10. A method (800) for noise-correlated audio signal processing, the method having the steps (810, 820, 830, 840, 850) of:

-recording sound signals in a region (114) of an ear of a user arranged for the method and forwarding a corresponding correction signal (118);

-recording ambient noise (124) of a user of the method and forwarding a corresponding reference signal (128);

-receiving the reference signal (128), dividing the reference signal (128) into at least one first and second class of signal components according to its frequency spectrum and its amplitude and outputting a corresponding classified signal (134);

-receive the correction signal (118), process the correction signal (118) based on the classified signal (134) by means of a provided ANC unit (140) and output a corresponding audio signal (144); and also

-receive the audio signal (144) and provide a corresponding sound signal output (154).

11. The method (800) of claim 10, further having the step of:

-enhancing the correction signal (118), the reference signal (128) and/or the audio signal (144).

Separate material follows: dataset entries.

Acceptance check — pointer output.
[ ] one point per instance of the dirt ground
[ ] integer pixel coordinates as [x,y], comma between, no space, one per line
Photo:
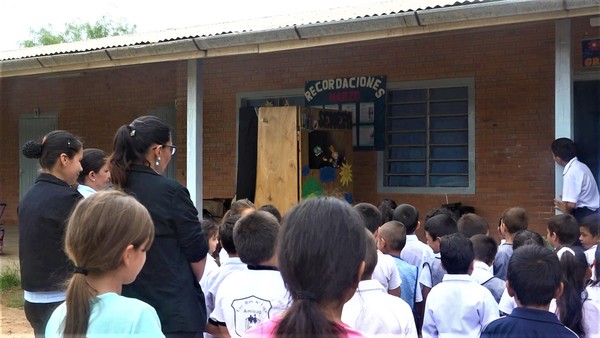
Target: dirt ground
[12,320]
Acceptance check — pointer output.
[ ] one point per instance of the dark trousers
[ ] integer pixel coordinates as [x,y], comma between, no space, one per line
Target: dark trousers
[38,315]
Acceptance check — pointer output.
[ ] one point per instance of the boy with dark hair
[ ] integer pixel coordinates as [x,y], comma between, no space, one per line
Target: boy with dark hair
[371,310]
[533,279]
[415,252]
[513,220]
[385,270]
[247,297]
[580,196]
[472,224]
[233,263]
[485,249]
[436,227]
[272,210]
[458,306]
[563,232]
[391,241]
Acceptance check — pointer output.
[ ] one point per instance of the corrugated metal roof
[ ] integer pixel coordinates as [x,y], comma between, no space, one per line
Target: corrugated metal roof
[237,27]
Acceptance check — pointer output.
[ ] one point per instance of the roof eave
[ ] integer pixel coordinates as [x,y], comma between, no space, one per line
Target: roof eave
[417,22]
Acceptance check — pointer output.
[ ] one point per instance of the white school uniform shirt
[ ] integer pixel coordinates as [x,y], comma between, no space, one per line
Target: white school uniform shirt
[375,313]
[507,303]
[579,185]
[590,320]
[249,297]
[214,280]
[386,272]
[458,307]
[433,272]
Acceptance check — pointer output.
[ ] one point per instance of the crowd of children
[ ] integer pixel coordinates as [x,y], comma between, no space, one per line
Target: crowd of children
[323,269]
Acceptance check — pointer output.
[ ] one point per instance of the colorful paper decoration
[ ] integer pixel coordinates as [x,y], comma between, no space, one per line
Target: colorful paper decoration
[311,188]
[327,174]
[346,174]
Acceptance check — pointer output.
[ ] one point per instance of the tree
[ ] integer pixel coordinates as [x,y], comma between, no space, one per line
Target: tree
[78,32]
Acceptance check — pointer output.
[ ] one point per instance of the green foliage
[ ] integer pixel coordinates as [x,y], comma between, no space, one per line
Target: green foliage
[78,32]
[10,278]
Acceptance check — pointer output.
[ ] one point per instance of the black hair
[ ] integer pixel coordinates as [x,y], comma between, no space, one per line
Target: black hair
[471,224]
[386,208]
[440,225]
[525,237]
[570,305]
[592,224]
[564,148]
[54,144]
[407,215]
[132,141]
[93,160]
[255,237]
[485,248]
[596,267]
[515,219]
[370,214]
[316,269]
[272,210]
[226,232]
[534,274]
[209,228]
[394,234]
[457,253]
[565,227]
[370,255]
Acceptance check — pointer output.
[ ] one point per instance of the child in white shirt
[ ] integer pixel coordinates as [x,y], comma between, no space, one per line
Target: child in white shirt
[385,270]
[374,312]
[458,306]
[246,298]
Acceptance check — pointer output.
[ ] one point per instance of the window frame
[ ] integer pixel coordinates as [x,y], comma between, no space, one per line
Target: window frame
[468,82]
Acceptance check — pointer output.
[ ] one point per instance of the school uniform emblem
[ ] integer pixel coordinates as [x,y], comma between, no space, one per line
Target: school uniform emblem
[249,312]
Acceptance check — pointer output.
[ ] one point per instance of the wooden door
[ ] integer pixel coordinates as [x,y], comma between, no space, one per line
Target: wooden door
[277,168]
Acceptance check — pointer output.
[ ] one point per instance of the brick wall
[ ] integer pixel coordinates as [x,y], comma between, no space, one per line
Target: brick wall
[513,68]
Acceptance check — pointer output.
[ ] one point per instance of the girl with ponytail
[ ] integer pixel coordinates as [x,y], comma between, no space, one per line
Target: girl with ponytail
[107,237]
[321,259]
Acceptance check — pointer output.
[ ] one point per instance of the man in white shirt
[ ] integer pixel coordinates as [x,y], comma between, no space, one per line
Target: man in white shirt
[580,195]
[458,306]
[374,312]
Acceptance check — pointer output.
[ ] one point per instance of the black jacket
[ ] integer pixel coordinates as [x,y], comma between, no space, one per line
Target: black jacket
[43,213]
[166,281]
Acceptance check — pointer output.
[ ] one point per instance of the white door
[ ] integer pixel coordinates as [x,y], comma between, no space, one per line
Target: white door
[32,128]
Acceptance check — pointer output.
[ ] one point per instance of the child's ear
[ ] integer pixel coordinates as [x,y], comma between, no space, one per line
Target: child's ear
[127,255]
[559,291]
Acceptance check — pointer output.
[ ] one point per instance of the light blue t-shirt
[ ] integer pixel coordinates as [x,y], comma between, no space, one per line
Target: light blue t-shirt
[112,315]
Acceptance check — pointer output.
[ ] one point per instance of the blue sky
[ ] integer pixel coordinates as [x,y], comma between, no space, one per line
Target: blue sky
[18,16]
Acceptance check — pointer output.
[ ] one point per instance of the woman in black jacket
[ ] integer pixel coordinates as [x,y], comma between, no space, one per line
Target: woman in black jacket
[175,262]
[43,214]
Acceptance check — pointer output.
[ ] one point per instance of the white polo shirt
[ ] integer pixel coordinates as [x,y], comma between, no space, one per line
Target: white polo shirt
[249,297]
[458,307]
[386,272]
[373,312]
[579,185]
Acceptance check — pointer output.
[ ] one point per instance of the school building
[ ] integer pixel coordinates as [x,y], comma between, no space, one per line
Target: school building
[465,97]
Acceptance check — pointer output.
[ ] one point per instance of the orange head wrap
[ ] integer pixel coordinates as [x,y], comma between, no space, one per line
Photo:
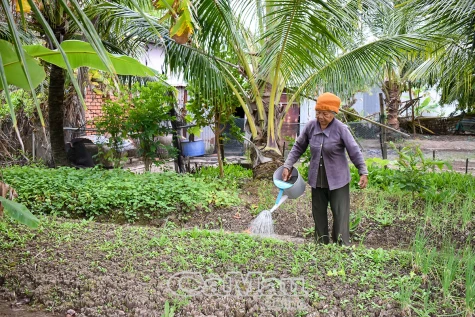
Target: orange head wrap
[328,102]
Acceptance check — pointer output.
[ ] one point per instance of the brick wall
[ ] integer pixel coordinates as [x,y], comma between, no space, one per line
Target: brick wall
[94,109]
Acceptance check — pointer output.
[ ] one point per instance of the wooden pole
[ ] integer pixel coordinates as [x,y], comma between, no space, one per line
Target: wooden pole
[384,146]
[33,147]
[412,110]
[374,122]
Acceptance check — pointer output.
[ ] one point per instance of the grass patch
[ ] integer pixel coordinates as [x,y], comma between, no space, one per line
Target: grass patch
[119,194]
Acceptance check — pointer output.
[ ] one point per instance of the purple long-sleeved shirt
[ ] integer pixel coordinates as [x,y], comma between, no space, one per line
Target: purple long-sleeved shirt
[334,140]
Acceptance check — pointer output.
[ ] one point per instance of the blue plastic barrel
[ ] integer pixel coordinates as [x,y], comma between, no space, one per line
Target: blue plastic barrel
[196,148]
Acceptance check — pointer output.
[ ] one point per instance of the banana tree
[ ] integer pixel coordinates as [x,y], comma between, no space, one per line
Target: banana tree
[55,22]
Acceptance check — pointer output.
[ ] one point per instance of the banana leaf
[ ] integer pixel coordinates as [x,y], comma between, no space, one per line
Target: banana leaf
[83,54]
[19,212]
[14,71]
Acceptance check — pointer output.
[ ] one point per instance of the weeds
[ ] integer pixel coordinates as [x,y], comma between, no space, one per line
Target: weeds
[449,269]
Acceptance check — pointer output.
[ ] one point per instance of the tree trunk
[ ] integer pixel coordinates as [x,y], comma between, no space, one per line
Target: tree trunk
[56,115]
[393,100]
[179,162]
[217,132]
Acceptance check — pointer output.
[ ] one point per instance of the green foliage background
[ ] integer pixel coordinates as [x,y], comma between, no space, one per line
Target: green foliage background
[116,194]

12. The method (800) of claim 10 or 11, further having the step of:

-assigning predefined signal and/or noise groups to corresponding classes of the classified signals (134); and processing, by the ANC unit (140), the correction signal (118) based on the signal components of the classified signal (134) assigned to at least one predefined signal and/or noise group such that a sound signal output (154) based on the audio signal (144) is adapted to interfere with a portion of the ambient noise (124) such that the ambient noise (124) of the at least one predefined signal and/or noise group is perceptible with a predefined amplitude in a region (114) of the ear provided for a user of the method, which portion corresponds to the signal components of the reference signal (128) from the at least one predefined signal and/or noise group.

13. The method (800) according to at least any one of claims 10 to 12, further having the step of:

-recording further sound signals in a region (314) of the other ear of the user arranged for the method and forwarding corresponding additional correction signals (380);

-receive the additional correction signal (380) and process the correction signal (118) and the additional correction signal (380) based on the classified signal (134);

-receiving the audio signal (144) and providing an additional sound signal output (374) in a region (314) of the other ear of a user arranged for the method.

14. The method (800) according to at least any one of claims 10 to 13, further having the step of:

-recording other ambient noise (124) of a user of the method and forwarding a corresponding additional reference signal (329');

-output the classified signal (134) based on the reference signal (128) and the additional reference signal (329').